Gemäß seiner Darstellung nach lief die ganze Sache so ab, dass er sich mit einer Frau zum Kinobesuch verabredet hatte. Wie es sich gehört, kaufte er die Tickets für "Guardians of the Galaxy Volume 2" und zuvor noch eine Pizza. Und bis zum Beginn des Films lief der Abend wohl auch gut ab. Allerdings änderte sich dies eine gute Viertelstunde nach dem Beginn des Films, wie aus einem Bericht der Lokalpresse hervorgeht.

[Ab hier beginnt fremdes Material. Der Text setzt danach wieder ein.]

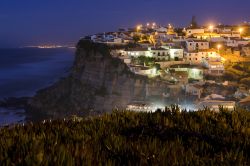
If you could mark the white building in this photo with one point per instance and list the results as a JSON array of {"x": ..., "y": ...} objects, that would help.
[
  {"x": 214, "y": 105},
  {"x": 194, "y": 45},
  {"x": 157, "y": 53},
  {"x": 214, "y": 68},
  {"x": 194, "y": 90},
  {"x": 190, "y": 32},
  {"x": 198, "y": 57},
  {"x": 236, "y": 42},
  {"x": 176, "y": 54}
]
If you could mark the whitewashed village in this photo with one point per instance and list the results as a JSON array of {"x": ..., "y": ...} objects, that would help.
[{"x": 202, "y": 66}]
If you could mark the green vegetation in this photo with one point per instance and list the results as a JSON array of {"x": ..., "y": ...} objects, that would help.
[
  {"x": 141, "y": 60},
  {"x": 169, "y": 137}
]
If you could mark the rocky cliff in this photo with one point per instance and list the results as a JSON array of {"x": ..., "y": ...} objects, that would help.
[{"x": 97, "y": 82}]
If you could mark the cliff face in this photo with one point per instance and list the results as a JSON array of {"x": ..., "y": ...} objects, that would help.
[{"x": 97, "y": 82}]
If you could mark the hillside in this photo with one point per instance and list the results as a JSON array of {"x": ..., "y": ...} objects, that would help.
[
  {"x": 97, "y": 83},
  {"x": 170, "y": 137}
]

Offenbar hatte eine Freundin seiner Begleiterin Ärger mit ihrem Freund. Die Kino-Begleitung begann daher, sich ständig mit dieser auszutauschen. Nach einer Weile hatte er davon genug, weil er schon weniger von dem Film mitbekam und es auch zu befürchten stand, dass es Ärger mit den Kinobetreibern gibt. Denn diese untersagen die Nutzung von Smartphones in den Vorstellungen ebenso. Also bat er seine Begleiterin, doch kurz rauszugehen und die SMS-Konversation dort abzuwickeln. Sie ging durchaus auch, kehrte aber dann gar nicht mehr wieder, weshalb der Mann sich anschließend auch noch selbst um die Heimfahrt kümmern musste.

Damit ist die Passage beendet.